Genetic keys to COVID-19 vaccine response unlocked

In a recent study published in The American Journal of Human Genetics, a team of scientists conducted a genome-wide association study among United Kingdom (U.K.) Biobank participants on the immunoglobulin G (IgG) serostatus against the severe acute respiratory syndrome coronavirus 2 (SARS-CoV-2) spike protein to understand the underlying mechanisms behind the variable humoral immune responses to coronavirus disease 2019 (COVID-19) vaccines.

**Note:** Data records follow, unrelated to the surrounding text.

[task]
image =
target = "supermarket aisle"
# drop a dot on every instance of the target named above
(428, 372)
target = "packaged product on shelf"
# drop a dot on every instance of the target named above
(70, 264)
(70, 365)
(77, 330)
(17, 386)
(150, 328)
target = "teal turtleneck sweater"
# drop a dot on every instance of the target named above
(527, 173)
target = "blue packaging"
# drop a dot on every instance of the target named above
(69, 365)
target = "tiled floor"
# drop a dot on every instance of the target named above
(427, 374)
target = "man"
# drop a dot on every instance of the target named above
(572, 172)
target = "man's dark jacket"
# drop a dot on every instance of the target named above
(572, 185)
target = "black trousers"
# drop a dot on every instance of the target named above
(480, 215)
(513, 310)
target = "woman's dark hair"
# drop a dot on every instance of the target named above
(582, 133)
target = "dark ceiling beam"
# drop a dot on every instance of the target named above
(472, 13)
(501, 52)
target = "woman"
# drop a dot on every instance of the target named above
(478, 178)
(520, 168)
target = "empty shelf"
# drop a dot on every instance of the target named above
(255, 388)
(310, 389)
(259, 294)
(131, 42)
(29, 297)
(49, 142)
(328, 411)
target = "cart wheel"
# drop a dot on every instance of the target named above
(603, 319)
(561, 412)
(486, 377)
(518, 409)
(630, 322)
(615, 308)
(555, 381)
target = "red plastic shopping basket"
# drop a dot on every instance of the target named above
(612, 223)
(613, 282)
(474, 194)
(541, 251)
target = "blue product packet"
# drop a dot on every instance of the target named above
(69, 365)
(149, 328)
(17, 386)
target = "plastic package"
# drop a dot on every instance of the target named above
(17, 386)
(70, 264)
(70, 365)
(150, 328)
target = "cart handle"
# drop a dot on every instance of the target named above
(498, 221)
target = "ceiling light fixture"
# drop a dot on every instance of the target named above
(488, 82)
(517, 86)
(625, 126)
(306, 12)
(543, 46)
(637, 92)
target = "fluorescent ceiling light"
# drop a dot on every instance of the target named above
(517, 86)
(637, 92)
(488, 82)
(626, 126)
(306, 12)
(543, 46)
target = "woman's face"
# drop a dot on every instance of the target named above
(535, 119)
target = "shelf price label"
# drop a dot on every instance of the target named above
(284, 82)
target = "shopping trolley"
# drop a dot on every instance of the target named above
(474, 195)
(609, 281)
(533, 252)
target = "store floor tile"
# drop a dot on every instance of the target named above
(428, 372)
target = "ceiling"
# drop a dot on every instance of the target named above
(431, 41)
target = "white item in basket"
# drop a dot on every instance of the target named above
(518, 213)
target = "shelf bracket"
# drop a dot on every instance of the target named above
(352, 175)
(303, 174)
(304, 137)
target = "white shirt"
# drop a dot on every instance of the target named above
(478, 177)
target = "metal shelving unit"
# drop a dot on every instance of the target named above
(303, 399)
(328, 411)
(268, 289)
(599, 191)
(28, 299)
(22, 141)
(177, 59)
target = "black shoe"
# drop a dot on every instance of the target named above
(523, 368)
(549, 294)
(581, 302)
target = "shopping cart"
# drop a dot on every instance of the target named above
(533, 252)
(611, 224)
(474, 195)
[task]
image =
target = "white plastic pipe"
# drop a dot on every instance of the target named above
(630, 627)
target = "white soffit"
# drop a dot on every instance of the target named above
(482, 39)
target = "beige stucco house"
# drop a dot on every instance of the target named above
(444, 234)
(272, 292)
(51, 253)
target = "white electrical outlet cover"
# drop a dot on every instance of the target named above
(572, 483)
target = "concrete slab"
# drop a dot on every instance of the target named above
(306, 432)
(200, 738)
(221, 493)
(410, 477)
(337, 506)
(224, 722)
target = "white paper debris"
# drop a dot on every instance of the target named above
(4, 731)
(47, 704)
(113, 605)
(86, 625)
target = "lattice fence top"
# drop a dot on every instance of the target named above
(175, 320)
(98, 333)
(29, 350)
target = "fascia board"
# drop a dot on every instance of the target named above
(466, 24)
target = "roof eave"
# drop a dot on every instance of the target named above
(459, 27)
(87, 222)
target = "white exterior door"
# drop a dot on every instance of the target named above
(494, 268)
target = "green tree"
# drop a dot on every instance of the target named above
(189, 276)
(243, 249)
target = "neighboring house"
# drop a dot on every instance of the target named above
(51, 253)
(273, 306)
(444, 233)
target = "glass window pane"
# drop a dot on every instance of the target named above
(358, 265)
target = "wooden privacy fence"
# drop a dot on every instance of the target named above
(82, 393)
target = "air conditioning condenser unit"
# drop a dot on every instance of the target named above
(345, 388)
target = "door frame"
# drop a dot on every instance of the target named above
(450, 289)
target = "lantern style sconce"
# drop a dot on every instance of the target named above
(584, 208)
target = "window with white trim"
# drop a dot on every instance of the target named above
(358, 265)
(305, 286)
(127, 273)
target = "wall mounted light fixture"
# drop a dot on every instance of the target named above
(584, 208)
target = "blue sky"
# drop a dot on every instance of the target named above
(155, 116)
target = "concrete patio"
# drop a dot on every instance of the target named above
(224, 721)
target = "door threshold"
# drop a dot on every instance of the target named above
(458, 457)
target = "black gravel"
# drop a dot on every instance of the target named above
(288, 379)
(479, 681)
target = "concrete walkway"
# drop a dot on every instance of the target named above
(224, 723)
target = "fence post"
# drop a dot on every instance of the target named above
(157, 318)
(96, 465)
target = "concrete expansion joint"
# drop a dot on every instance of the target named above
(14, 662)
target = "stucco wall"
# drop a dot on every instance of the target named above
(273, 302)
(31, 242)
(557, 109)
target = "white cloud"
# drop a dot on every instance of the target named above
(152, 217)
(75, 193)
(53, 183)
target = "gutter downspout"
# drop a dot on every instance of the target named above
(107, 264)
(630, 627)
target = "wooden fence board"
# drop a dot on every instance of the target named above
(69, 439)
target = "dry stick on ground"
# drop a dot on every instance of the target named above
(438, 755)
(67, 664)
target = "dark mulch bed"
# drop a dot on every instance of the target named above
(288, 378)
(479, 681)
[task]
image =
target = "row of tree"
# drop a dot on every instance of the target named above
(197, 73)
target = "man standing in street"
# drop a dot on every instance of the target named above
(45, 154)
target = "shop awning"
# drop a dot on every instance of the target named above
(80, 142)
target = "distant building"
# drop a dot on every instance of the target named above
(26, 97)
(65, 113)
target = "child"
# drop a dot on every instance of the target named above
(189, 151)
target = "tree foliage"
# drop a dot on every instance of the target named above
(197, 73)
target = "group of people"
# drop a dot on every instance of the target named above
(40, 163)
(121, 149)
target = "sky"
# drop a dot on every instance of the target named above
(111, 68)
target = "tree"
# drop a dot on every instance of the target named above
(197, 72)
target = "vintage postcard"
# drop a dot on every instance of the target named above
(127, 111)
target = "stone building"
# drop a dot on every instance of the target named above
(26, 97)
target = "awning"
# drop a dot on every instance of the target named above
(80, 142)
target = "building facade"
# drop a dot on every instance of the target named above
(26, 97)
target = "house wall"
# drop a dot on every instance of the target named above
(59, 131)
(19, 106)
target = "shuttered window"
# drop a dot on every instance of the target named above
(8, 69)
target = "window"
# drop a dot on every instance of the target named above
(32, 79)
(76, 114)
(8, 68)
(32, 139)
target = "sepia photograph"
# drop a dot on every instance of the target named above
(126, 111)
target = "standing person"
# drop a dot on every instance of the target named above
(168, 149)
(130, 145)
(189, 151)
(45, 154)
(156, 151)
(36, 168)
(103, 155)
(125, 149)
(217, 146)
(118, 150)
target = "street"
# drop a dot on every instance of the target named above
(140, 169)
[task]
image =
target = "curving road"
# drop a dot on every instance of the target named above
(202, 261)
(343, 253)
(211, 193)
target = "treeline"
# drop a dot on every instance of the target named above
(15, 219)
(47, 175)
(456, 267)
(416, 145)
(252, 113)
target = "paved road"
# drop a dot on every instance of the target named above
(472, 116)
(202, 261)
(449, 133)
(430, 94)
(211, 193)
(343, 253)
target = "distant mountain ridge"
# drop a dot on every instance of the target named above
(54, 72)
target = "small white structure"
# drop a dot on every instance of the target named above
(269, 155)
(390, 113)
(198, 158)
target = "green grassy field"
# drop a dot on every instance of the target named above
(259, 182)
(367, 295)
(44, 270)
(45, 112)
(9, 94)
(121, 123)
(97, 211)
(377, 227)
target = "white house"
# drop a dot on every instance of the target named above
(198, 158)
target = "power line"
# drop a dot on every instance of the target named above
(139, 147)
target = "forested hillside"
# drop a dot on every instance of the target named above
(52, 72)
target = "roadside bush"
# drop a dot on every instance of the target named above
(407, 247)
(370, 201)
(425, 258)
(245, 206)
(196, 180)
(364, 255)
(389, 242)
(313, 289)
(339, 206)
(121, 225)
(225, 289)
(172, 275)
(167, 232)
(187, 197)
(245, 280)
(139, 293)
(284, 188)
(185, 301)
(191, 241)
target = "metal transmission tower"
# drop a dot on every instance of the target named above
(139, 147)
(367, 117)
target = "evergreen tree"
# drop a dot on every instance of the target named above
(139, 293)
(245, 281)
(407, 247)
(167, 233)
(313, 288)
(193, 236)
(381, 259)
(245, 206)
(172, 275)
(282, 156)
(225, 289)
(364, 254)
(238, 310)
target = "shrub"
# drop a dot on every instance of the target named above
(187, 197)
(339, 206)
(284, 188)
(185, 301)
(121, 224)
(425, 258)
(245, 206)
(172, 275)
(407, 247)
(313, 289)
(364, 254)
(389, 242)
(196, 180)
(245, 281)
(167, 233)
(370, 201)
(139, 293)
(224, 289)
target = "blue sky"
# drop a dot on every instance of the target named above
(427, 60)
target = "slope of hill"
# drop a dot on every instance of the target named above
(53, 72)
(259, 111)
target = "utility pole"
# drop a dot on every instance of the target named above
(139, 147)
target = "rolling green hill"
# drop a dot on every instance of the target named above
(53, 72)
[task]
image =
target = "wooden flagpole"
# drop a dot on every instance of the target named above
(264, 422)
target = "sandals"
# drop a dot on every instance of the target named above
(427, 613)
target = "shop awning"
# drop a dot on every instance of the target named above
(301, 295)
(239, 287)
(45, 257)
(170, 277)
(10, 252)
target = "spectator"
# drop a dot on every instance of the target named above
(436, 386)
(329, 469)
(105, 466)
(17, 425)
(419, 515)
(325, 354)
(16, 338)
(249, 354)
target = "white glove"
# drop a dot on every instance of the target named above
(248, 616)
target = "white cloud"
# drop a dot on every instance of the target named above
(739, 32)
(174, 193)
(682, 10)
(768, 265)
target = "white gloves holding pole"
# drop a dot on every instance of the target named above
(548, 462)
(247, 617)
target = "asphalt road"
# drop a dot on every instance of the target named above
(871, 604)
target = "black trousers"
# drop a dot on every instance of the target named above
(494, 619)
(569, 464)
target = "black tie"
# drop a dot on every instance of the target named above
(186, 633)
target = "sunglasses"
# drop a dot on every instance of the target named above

Study: Genetic determinants of IgG antibody response to COVID-19 vaccination. Image Credit: Juan Gaertner / ShutterstockStudy: Genetic determinants of IgG antibody response to COVID-19 vaccination. Image Credit: Juan Gaertner / Shutterstock

Background

By the end of 2023, the COVID-19 pandemic has been responsible for over six million mortalities and over 700 million cases, making it one of the most critical public health concerns of recent decades. The spread of the pandemic has been mitigated largely due to concerted efforts worldwide to develop vaccines against SARS-CoV-2 and vaccinate a large proportion of the population, especially individuals at high risk, such as older adults and those with comorbidities.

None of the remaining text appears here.